First, I set a date in the future for a post so that it gets published at a later date, but turns out it wasn’t. The reason, very obviously, was that the public directory is statically generated at build time. That’s what a static website generator does. It (sadly) won’t magically start serving that new post once the time comes. Triggering a build in the Netlify portal does the trick, though that’s an additional manual step. I’m thinking of perhaps using GitHub Actions to automate that part in the near(?) future. The steps are pretty simple actually: daily check if there’s a draft with a future publishing date and if so remove the draft tag and commit/push. To prevent actual drafts from being published perhaps I should add a scheduled meta.

One other thing I ran into early on was that there doesn’t seem to be a lot of themes available, especially actively/frequently maintained ones. I was looking at a mkdocs-material equivalent theme for use on another project and none seem to be actively maintained anymore. Writing one myself or maintaining a fork is of course an option, and Hudo makes it a reasonably easy thing to do.

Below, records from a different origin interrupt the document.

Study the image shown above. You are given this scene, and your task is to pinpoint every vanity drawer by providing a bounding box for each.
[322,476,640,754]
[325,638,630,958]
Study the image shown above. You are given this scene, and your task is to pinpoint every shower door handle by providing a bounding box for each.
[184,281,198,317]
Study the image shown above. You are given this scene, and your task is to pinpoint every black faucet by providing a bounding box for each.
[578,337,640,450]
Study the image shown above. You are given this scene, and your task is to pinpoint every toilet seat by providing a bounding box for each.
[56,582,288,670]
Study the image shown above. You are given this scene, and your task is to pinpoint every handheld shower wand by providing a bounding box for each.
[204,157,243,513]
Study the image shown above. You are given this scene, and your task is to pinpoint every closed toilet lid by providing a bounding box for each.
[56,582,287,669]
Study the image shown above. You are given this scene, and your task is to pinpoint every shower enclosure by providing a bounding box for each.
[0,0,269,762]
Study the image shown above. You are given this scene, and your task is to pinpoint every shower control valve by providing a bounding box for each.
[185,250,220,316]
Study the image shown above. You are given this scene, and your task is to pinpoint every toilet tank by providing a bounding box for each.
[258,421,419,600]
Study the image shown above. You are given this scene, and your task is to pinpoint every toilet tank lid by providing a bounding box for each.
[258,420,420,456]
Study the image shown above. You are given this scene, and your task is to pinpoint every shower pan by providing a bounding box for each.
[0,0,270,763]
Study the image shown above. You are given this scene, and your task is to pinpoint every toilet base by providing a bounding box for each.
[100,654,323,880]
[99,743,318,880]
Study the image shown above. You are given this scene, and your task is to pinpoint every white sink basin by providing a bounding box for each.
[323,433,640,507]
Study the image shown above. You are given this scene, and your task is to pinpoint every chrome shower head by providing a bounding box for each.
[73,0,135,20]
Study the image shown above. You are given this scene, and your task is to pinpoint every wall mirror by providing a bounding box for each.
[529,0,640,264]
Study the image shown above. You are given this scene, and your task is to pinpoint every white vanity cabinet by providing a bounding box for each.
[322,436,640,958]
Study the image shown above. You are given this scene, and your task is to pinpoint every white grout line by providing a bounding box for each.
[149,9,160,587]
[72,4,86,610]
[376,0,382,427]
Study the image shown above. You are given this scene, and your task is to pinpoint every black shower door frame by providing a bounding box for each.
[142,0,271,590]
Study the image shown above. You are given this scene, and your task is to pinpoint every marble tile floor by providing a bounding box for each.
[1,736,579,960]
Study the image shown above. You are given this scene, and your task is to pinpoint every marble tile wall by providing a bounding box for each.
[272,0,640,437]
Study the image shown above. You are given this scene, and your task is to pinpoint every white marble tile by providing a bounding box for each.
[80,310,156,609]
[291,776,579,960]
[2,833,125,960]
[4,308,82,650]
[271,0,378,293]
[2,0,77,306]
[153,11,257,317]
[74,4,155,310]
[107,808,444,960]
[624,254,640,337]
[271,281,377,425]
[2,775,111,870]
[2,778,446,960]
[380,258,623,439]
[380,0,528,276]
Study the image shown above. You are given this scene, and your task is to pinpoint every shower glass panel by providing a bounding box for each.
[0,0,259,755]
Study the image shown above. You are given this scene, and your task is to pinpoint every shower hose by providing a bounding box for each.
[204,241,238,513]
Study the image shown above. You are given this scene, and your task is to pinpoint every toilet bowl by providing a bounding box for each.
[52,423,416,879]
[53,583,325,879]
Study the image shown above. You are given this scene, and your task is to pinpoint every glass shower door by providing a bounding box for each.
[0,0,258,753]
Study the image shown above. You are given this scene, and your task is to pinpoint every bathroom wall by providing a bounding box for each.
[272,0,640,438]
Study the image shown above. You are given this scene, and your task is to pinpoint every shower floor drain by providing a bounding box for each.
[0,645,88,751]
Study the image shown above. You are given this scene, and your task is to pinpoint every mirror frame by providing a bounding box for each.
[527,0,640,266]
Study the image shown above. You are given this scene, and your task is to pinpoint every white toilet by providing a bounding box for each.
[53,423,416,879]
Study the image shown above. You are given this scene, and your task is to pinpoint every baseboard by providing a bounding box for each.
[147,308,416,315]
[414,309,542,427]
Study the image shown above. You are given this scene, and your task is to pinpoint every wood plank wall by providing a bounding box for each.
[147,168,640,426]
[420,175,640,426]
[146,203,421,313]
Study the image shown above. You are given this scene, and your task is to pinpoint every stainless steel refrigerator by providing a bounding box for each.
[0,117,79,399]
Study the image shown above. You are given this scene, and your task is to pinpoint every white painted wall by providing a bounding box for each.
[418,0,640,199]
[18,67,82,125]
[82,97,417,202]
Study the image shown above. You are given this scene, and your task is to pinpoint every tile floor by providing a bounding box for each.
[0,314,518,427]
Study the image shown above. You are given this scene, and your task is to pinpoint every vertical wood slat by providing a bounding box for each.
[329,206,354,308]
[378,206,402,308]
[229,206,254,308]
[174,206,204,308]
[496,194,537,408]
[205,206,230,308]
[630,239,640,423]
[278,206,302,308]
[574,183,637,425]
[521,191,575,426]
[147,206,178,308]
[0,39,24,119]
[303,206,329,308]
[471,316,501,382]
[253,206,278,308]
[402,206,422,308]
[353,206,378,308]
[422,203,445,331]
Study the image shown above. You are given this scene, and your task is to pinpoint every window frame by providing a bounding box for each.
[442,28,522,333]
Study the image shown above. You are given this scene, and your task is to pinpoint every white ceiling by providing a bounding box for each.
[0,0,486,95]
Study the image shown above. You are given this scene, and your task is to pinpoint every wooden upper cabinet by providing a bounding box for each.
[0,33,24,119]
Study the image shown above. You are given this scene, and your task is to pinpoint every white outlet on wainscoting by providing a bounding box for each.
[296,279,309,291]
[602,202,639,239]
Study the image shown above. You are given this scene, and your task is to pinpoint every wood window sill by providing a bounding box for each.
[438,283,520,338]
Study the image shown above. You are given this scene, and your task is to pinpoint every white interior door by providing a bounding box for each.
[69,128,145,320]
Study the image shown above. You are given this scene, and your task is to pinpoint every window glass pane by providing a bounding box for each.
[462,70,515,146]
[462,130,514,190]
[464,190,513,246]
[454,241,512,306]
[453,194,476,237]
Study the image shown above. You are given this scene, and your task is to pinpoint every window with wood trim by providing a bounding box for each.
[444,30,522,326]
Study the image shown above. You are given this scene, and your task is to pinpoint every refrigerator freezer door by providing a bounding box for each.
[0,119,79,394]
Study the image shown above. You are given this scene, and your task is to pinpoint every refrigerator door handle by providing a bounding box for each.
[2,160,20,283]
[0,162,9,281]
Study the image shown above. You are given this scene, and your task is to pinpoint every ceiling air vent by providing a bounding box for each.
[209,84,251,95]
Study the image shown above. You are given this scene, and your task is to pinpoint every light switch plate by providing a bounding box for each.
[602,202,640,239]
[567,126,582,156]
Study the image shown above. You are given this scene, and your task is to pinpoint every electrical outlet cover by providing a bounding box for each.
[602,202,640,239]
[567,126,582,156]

While that may work for a personal blog, this may not be the case for corporate environments and I’m pretty sure nobody in my department would want to invest time doing frontend work.

Search and i8n, l10n are for the time being areas I haven’t investigated much yet, but from a preliminary look, lunr.js is used for search when enabled in themes, and Hugo seems to provide support for Elasticsearch, which is great since lunr.js has performance issues with large indices.